FORGING IDENTITIES: The Mobility
of Culture in Bronze Age Europe

Initial Training Network ITN 2009-2012

The ITN Forging Identities1 will explore intercultural interaction in Bronze Age Europe – a golden epoch between 3000 and 500 BC with new patterns of social identification, specialised production, complex polities and wide-reaching networks across Europe.

 

  • How did cultural mobility impact on the social life of settlements?

  • How did the movement of people, animals, plants, things, ideas, and knowledge take place and on what scale?

  • How were European and regional identities forged through interaction?

 

These and other questions will be researched by building on European networking and by using a cross-disciplinary methodology combining archaeology, natural science and sociology. This shared platform shall create knowledge of the mobility of people and culture – including the new metal bronze – and insight into the forging of European and regional identities that shaped this remarkable period.

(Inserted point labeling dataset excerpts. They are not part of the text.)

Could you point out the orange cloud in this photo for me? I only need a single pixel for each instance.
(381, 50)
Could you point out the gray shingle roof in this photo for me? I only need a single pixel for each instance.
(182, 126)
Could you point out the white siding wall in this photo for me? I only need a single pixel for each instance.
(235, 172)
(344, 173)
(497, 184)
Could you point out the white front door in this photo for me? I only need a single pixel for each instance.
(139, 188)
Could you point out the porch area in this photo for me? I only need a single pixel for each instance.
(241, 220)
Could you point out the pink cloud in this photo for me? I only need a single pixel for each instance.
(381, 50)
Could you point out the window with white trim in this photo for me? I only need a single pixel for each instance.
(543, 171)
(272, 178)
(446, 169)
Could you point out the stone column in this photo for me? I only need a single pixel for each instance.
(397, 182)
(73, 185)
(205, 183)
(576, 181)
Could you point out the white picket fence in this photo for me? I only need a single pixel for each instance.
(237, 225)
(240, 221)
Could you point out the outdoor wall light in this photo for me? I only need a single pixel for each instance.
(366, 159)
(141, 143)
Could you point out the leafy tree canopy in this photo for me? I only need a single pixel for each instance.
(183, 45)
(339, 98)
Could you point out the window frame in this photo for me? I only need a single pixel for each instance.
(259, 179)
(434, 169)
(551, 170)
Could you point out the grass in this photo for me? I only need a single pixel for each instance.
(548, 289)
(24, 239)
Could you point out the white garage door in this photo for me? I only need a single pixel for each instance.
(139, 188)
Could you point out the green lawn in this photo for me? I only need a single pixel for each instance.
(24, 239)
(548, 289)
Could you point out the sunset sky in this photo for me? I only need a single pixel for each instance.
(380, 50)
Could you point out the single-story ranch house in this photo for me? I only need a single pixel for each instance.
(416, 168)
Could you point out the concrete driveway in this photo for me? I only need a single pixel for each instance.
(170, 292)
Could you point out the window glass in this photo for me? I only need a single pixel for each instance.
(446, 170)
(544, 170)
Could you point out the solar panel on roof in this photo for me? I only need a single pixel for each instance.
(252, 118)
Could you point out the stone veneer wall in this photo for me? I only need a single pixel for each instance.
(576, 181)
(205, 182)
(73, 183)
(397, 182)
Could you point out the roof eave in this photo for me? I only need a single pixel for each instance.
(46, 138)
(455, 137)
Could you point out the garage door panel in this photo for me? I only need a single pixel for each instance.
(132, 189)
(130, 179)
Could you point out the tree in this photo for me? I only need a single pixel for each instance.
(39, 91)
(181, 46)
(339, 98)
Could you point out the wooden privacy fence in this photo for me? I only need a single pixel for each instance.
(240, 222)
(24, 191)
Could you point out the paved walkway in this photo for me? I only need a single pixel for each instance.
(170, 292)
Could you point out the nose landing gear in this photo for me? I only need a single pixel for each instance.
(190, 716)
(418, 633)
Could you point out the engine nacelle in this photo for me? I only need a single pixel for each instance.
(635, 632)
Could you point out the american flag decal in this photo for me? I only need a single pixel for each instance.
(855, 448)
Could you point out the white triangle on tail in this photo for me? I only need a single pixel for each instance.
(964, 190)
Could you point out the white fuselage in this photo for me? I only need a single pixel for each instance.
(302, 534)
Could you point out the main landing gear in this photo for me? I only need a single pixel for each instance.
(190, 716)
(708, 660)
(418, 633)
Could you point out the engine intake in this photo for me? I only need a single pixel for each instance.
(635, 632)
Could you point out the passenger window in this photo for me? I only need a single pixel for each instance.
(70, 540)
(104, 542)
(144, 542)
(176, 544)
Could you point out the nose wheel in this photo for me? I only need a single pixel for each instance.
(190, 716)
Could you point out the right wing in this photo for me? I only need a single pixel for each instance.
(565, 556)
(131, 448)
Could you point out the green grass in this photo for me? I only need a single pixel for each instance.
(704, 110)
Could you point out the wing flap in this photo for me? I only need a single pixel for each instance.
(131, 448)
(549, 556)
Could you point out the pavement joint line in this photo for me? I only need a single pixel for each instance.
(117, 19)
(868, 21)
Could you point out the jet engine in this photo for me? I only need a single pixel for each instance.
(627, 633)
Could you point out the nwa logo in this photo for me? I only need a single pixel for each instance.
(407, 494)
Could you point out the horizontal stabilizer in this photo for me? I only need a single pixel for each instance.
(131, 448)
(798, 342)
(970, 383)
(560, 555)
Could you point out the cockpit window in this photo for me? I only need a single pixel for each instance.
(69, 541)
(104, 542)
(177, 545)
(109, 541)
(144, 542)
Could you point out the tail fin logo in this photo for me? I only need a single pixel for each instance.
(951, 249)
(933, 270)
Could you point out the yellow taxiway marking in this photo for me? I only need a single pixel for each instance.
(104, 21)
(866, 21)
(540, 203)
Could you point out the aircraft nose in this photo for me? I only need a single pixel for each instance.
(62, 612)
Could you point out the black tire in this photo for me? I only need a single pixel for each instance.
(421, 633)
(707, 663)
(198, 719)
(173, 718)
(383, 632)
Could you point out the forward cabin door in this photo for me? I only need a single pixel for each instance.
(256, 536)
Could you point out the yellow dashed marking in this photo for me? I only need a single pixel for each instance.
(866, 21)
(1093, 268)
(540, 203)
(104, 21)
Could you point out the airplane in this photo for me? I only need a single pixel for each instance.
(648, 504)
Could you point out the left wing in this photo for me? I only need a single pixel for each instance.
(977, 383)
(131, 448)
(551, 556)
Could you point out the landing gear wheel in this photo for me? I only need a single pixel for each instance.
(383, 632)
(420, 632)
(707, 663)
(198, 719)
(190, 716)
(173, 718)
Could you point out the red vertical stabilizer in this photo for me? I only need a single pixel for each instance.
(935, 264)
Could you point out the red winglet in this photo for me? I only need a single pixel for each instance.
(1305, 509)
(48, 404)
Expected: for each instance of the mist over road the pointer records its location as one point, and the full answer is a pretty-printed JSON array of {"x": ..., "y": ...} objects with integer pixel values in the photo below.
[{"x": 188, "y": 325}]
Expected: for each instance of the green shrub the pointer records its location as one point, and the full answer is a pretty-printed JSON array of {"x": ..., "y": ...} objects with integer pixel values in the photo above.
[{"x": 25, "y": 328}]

Detailed project description (95 kb)

Backed up by an overall economic framework of almost 3 million € over four years Forging Identities is expected to change current archaeological perspectives from national traditionalism towards transnational and cross-disciplinary engagements.

 

It consists of 7 network partners and 11 associated partners from universities, museums and specific research institutions across Europe. The network partners have considerable capacities in research training and will provide supervision and facilities for 10 ESRs (PhD stipends) and 4 ERs (postdoc stipends) to be employed soonest possible.


Description of training (84 kb)

Network partners will cooperate with each other in organising workshops, training courses, and summer schools.

 

Associated partners will provide extra supervision, field sites, data, and secondments offering specific training facilities in archaeology and front-line sciences. Field schools will take place each summer.